Geist has written several books, including the best-selling “Good Talk Dad,” which he co-authored in 2015 with his father, Bill Geist, a former CBS correspondent and New York Times columnist.
In the book, father and son tackle mandatory subjects, like sex and drinking, that they didn’t get around to when Willie was growing up.
Bill Geist was diagnosed with Parkinson’s disease 30 years ago but kept it quiet for as long as he could. Willie wrote in their book that he was told of his father’s diagnosis by his mother and, even then, only after the symptoms were apparent. A self-described private person, Bill Geist publicly confirmed his condition in 2012 and retired from CBS in 2018.
“He didn’t make a big show of living with Parkinson’s,” Geist said of his father. “He kept working. I really did draw inspiration from watching how he just didn’t stop.”

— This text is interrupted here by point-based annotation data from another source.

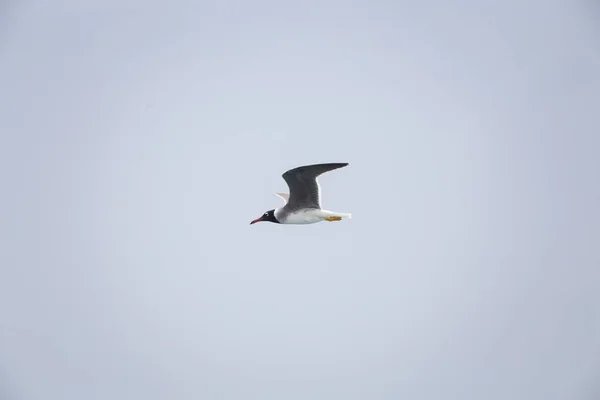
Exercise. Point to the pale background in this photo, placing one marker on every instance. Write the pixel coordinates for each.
(138, 140)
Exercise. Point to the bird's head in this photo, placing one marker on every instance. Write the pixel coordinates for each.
(268, 216)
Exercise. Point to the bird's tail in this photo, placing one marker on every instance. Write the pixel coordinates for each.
(336, 214)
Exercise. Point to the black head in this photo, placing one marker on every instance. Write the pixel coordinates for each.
(268, 216)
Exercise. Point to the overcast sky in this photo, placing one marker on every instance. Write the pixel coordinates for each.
(139, 139)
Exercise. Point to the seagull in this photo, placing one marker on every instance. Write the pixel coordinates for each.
(303, 204)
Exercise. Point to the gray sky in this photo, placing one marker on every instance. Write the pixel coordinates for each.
(138, 141)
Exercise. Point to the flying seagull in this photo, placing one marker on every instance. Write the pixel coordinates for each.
(303, 204)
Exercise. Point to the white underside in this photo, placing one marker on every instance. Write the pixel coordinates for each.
(310, 216)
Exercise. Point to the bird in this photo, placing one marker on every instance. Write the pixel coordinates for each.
(303, 204)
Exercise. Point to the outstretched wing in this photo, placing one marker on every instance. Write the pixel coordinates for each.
(304, 188)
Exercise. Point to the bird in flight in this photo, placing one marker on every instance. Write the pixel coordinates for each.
(303, 204)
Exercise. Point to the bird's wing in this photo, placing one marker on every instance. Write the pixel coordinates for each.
(283, 196)
(304, 187)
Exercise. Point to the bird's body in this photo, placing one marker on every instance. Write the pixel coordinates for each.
(303, 204)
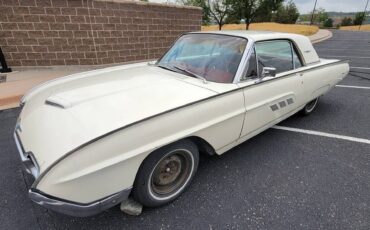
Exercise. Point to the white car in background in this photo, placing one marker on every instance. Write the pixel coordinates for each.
(92, 139)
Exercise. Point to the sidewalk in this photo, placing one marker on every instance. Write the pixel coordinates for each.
(19, 82)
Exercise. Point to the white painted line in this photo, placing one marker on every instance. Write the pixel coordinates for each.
(352, 86)
(346, 57)
(317, 133)
(355, 67)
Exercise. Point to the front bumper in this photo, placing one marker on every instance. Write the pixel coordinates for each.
(77, 209)
(57, 204)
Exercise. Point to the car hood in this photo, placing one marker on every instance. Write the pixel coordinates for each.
(63, 114)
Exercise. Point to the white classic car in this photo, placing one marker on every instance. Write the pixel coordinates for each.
(93, 139)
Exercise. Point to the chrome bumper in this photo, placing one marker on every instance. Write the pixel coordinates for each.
(77, 209)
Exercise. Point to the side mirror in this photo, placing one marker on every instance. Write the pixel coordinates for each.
(268, 72)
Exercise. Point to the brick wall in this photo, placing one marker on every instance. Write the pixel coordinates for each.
(89, 32)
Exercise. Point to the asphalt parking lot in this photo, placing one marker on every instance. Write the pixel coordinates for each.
(277, 180)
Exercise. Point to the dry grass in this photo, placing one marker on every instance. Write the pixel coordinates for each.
(271, 26)
(355, 28)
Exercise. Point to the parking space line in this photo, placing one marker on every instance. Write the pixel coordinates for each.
(356, 67)
(323, 134)
(352, 86)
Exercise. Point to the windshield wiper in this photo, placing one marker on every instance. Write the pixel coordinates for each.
(191, 74)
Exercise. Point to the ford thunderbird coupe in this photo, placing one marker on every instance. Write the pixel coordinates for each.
(93, 139)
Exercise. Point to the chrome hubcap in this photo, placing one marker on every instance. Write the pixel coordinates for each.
(171, 173)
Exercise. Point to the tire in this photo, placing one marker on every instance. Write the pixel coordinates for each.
(166, 173)
(310, 107)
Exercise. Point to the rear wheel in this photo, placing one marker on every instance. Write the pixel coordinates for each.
(310, 107)
(166, 173)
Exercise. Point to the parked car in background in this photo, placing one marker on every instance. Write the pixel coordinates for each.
(92, 139)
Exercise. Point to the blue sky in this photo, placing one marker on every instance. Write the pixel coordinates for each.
(306, 6)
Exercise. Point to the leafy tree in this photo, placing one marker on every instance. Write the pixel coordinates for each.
(322, 15)
(287, 14)
(253, 10)
(328, 23)
(359, 18)
(219, 10)
(346, 21)
(206, 18)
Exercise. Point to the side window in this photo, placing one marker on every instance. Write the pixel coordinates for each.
(251, 67)
(296, 60)
(277, 54)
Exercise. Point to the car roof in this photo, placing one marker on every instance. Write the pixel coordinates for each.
(303, 43)
(256, 35)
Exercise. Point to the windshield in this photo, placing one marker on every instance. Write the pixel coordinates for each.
(212, 57)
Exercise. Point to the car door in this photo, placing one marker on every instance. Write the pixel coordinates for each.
(270, 99)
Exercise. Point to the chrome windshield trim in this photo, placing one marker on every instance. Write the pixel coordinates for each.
(243, 62)
(28, 159)
(77, 209)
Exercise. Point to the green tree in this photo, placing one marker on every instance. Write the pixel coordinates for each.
(359, 18)
(322, 15)
(287, 14)
(346, 21)
(328, 23)
(253, 10)
(219, 10)
(206, 18)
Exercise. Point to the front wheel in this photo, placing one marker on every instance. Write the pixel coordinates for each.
(310, 107)
(166, 173)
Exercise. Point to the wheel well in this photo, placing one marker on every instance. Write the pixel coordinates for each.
(203, 145)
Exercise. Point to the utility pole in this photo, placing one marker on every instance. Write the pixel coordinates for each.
(363, 19)
(313, 12)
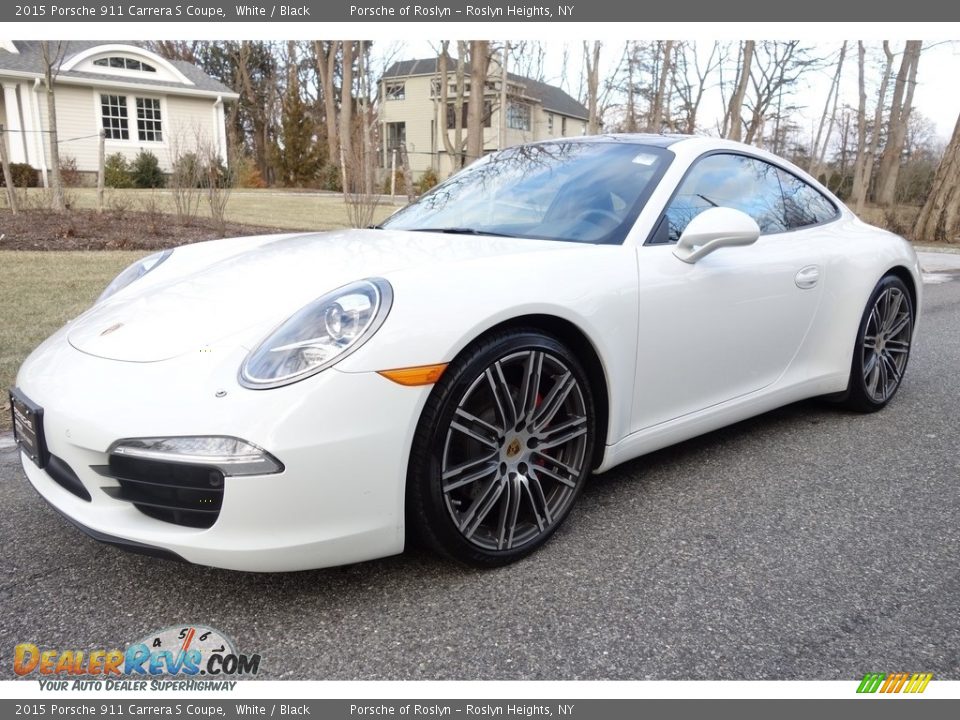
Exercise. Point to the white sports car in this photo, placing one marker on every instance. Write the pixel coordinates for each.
(299, 401)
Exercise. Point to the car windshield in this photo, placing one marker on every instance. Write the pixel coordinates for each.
(572, 191)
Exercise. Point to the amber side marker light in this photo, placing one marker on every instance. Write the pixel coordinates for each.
(422, 375)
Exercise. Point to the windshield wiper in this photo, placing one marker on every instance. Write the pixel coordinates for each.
(460, 231)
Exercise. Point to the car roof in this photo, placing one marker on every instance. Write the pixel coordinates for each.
(657, 140)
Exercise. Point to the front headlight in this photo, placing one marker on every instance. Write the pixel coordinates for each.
(318, 336)
(134, 272)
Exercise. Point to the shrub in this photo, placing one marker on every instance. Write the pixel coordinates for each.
(247, 173)
(428, 180)
(116, 171)
(69, 173)
(145, 171)
(330, 178)
(22, 175)
(397, 184)
(187, 171)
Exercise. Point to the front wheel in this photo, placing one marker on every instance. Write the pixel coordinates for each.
(883, 346)
(502, 450)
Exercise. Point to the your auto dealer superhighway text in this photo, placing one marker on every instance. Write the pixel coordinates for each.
(469, 710)
(486, 11)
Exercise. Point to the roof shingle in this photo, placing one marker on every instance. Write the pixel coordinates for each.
(553, 98)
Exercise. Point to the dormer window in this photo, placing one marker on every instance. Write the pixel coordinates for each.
(124, 64)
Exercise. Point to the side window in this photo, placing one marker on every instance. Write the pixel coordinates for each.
(732, 181)
(804, 204)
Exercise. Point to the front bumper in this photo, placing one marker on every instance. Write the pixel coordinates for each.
(343, 439)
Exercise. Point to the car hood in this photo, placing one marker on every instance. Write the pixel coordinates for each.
(198, 299)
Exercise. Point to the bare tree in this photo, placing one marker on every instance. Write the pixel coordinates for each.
(732, 122)
(897, 123)
(345, 129)
(657, 108)
(939, 219)
(455, 147)
(52, 55)
(777, 65)
(591, 65)
(7, 175)
(689, 80)
(325, 55)
(479, 61)
(861, 182)
(818, 153)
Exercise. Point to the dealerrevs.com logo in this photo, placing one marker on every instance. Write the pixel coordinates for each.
(189, 652)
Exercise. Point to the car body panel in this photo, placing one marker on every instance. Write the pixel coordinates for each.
(683, 348)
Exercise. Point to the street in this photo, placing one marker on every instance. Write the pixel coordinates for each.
(808, 543)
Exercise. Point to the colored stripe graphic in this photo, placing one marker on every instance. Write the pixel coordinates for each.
(894, 683)
(870, 683)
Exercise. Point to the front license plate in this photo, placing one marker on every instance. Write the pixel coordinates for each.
(28, 427)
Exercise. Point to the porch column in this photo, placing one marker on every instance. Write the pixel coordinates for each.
(15, 137)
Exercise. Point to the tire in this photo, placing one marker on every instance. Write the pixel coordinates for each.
(486, 487)
(882, 349)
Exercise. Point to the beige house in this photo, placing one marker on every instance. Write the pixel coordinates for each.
(140, 100)
(411, 116)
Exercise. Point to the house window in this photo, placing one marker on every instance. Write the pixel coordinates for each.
(115, 118)
(518, 116)
(452, 114)
(396, 135)
(396, 91)
(124, 64)
(113, 110)
(148, 120)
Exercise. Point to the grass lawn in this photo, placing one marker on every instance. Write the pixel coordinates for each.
(39, 292)
(294, 209)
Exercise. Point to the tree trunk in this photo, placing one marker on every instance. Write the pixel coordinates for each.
(345, 131)
(732, 122)
(939, 220)
(591, 59)
(818, 156)
(859, 194)
(326, 59)
(897, 126)
(504, 78)
(479, 58)
(657, 111)
(51, 66)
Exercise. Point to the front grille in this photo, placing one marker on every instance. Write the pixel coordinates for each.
(65, 477)
(188, 495)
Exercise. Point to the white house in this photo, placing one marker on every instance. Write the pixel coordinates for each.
(140, 100)
(411, 115)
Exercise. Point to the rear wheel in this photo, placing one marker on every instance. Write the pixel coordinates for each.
(883, 346)
(502, 450)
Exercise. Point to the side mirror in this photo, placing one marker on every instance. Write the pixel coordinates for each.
(713, 229)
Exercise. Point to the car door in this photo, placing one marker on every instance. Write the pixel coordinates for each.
(729, 324)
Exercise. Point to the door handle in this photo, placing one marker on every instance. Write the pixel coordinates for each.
(808, 277)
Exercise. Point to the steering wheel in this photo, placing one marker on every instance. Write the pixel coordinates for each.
(597, 213)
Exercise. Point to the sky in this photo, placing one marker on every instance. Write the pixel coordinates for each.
(936, 96)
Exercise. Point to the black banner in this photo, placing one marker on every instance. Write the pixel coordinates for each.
(498, 11)
(852, 709)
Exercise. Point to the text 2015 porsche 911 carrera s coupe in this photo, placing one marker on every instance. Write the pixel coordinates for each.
(299, 401)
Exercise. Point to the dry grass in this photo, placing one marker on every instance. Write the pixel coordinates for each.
(291, 209)
(39, 292)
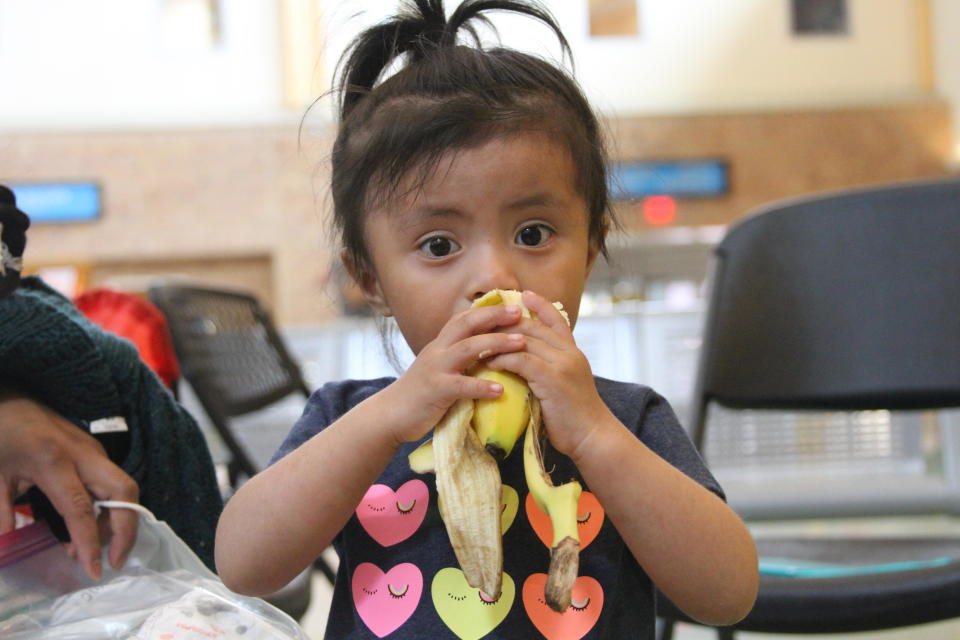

That inspiration led Willie to run in the New York City Marathon last November. For a guy who had never jogged more than a mile-and-a-half at one time, the training was rigorous. To stay focused, he took a Sharpie and wrote the word “dad” on his arm.
“I dug in and I committed to it,” Geist said. “We raised over a half-million dollars in small donations. That was all for my dad and because of my dad.”
Wright praised Geist for his coverage of the Russian attack on Ukraine. “He is, I think, the best person at NBC,” Wright said. “He’s authoritative. He’s not pushy. But he can handle all different kinds of people.”
The civic association awarded its 2022 William J. “Bill” Brooks Community Service Award to Gail Coniglio, who stepped down as mayor last year after 10 years at the post.
Coniglio, who now chairs the Planning and Zoning Commission, praised the late Town Council member for whom the community service award is named. Brooks “stood larger than life and planted deep roots in our community,” she said.
The breakfast was sponsored by Florida Crystals Corporation, represented at the event by Pepe Fanjul Jr., its executive vice president and a civic association director.